An exploratory data analysis (EDA) on pH data on Lake 239 at IISD Experimental Lakes Area (IISD-ELA) is reported. R packages were applied to perform EDA.
This specific dataset I analyzed comprises the monitoring records of chemical parameters on Lake 239 at IISD Experimental Lakes Area (IISD-ELA) in 1990 - 2019. Lake 239 is located at the east of Kenora. The zoomed-in Lake 239 view is available on the IISD-ELA map.
This lake is important because it has not been manipulated in any way, so any changes we see in the lake are a product of natural variation and atmospheric change 1. The dataset is available from the repository.
Primary Sample information are listed in table 1 and table 2.
|
Information |
Description |
|---|---|
|
Latitude |
49.66103 |
|
Longitude |
-93.71315 |
|
Location ID |
239LAEIF |
|
Location Name |
East Inflow |
|
Horizontal Coordinate Reference System |
NAD83, WGS84 |
|
Information |
Description |
|---|---|
|
Location Type |
River/Stream |
|
Location |
Inflow |
|
Sample Type |
Surface Water |
|
Characteristics |
pH |
The structure of the dataset is as follows:
## 'data.frame': 5337 obs. of 36 variables:
## $ DatasetName : chr "ELA LTER Chemistry" "ELA LTER Chemistry" "ELA LTER Chemistry" "ELA LTER Chemistry" ...
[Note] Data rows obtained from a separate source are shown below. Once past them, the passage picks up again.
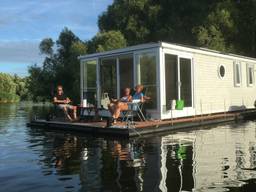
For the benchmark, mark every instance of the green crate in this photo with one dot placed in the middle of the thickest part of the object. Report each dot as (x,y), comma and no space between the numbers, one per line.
(179,104)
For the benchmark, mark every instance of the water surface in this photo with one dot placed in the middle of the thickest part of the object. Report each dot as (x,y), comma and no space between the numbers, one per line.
(221,158)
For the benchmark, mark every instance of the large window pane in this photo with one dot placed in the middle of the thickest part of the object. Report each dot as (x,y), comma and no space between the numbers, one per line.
(126,72)
(185,78)
(89,81)
(108,77)
(147,77)
(237,72)
(171,79)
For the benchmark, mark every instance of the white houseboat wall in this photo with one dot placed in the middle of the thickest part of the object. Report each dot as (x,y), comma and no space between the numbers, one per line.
(207,81)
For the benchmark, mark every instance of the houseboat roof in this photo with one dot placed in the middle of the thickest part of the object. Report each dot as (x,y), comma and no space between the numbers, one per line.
(173,46)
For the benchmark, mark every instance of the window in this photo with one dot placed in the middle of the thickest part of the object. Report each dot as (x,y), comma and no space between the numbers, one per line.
(89,81)
(108,77)
(126,72)
(222,71)
(171,79)
(237,74)
(250,75)
(147,76)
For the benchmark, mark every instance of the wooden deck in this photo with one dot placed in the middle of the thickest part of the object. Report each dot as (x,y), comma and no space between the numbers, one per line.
(142,128)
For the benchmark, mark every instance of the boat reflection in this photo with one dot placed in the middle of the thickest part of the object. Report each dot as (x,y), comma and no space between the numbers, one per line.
(216,159)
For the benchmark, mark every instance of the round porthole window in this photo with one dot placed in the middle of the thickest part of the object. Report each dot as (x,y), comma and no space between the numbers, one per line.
(222,71)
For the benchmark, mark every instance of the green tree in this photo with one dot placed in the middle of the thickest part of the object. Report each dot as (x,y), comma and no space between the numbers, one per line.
(7,88)
(218,30)
(59,67)
(106,41)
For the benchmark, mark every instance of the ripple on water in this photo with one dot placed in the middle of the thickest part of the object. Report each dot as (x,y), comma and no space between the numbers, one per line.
(221,158)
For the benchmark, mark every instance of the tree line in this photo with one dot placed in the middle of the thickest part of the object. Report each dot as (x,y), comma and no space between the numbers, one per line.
(223,25)
(13,88)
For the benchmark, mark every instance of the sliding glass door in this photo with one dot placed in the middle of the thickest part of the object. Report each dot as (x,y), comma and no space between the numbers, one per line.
(89,77)
(108,77)
(185,81)
(147,76)
(116,74)
(125,72)
(178,80)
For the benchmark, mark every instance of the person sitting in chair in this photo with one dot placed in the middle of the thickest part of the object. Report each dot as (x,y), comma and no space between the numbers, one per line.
(118,105)
(63,103)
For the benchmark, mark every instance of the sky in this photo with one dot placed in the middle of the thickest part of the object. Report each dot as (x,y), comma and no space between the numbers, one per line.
(24,23)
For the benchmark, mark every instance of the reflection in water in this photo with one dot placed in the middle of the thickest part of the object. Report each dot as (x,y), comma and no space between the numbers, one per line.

## $ MonitoringLocationID : chr "239LAEIF" "239LAEIF" "239LAEIF" "239LAEIF" ...
## $ MonitoringLocationName : chr "Lake 239 East Inflow" "Lake 239 East Inflow" "Lake 239 East Inflow" "Lake 239 East Inflow" ...
## $ MonitoringLocationLatitude : num 49.7 49.7 49.7 49.7 49.7 ...
## $ MonitoringLocationLongitude : num -93.7 -93.7 -93.7 -93.7 -93.7 ...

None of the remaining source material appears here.